6. Sie kleiden sich nicht angemessen genug
Sie lieben es leger und erscheinen öfters mal unangemessen gekleidet zur Arbeit? Sie denken, das fällt ohnehin keinem auf? Falsch. Denn nur wer sich dem Dresscode des Unternehmens anpasst, hat Aussichten auf die Management-Ebene. Nehmen Sie sich ein Beispiel an denjenigen, die in der Position arbeiten, in die Sie gern befördert werden möchten. Wenn Sie entsprechend gestylt sind, wird es für Personalentscheider viel leichter, Sie in dieser Rolle zu sehen.

7. Ihr Chef möchte Sie nicht gehen lassen
Sie sind ziemlich gut in Ihrem Job – und das ist auch Ihrem Arbeitgeber klar. Überdurchschnittliche Mitarbeiter sind aber nur schwer entbehrlich – kein Wunder, dass er Sie nicht gehen lassen will. Machen Sie Ihrem Vorgesetzten rechtzeitig klar, dass Sie in der Firma weiterkommen wollen. Bieten Sie ihm eventuell an, einen guten Ersatz für die Stelle zu finden – so bekommen Sie am Ende beide, was Sie wollen.

8. Ihre Einstellung ist viel zu negativ
Spielverderber machen sich meistens unbeliebt, das gilt besonders fürs Management. Wenn Sie eine schlechte Einstellung haben, werden Entscheider sich mit der Unterstützung für Sie schwer tun. Auch Widersacher und Konkurrenten im Unternehmen stehen dem Aufstieg im Weg – insbesondere, wenn diese Personen einen guten Draht zum Chef haben. Stellen Sie sich gut mit den richtigen und wichtigen Kollegen, denn das steigert Ihre Chancen enorm.

9. Ihre Kollegen sind anscheinend besser
Eine scharfe Konkurrenz zwischen Mitarbeitern erschwert die Beförderung natürlich. Wenn Sie in einer schwierigen Branche tätig sind, sollten Sie sich stark in Ihrem Job hervortun.
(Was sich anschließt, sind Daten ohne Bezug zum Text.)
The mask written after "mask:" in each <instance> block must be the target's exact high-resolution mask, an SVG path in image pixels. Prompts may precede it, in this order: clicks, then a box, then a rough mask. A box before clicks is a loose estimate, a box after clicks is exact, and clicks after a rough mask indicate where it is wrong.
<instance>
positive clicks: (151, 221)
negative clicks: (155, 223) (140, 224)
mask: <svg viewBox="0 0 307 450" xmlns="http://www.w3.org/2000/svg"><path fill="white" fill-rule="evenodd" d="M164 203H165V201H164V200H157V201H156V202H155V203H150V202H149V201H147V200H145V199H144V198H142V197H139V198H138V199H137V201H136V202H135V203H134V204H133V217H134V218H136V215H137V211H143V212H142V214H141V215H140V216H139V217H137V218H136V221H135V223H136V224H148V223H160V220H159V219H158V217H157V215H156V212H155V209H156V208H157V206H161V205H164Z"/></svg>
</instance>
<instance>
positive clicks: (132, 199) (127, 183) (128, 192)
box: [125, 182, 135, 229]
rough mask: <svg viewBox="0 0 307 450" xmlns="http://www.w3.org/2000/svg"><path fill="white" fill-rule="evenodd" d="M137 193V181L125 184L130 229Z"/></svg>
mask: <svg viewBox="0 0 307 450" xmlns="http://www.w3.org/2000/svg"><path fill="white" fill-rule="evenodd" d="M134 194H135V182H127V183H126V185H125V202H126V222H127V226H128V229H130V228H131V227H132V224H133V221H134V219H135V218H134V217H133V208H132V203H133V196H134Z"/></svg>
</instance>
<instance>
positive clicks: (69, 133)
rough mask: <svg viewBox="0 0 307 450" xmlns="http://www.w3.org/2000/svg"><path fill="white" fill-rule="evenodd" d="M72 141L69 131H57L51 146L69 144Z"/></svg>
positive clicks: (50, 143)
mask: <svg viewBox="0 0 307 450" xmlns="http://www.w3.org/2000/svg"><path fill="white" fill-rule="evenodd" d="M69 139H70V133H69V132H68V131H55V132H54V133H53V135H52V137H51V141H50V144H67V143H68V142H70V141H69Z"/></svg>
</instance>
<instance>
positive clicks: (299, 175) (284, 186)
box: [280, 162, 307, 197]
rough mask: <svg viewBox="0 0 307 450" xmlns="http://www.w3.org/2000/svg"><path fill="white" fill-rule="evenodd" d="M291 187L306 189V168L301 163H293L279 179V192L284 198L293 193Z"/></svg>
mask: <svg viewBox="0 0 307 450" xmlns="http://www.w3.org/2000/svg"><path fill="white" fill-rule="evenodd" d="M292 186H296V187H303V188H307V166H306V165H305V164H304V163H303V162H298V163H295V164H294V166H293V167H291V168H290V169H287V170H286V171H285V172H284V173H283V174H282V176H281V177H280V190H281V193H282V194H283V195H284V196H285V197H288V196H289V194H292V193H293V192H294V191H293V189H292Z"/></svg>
Halten Sie sich an die vorherigen Tipps und leisten Sie nicht einfach nur Dienst nach Vorschrift. Seien Sie selbstbewusst, übernehmen Sie Verantwortung, arbeiten Sie wenn möglich auch allein für sich und beweisen Sie, dass Sie mindestens genauso viel drauf haben wie die Superstars.

10. Sie selbst stehen im Mittelpunkt
Ihr Arbeitgeber will wissen, was Sie für die Firma leisten wollen und können – nicht etwa umgekehrt. Sprechen Sie mit dem Vorgesetzten über eine Beförderung, dann verwenden Sie nicht zu oft Ausdrücke wie „meine Karriere“ oder „meine Ziele“. Reden Sie auch lieber nicht permanent darüber, dass Sie eine höhere Position wollen. Sprechen Sie am besten darüber, dass Sie dem Unternehmen mit allen Mitteln zu mehr Wachstum und Erfolgen verhelfen wollen.

Und denken Sie immer daran: Jeder wird so lange befördert bis er oder sie den Gipfel seiner oder ihrer Inkompetenz erreicht hat. Schauen Sie sich mal in den Chefetagen um.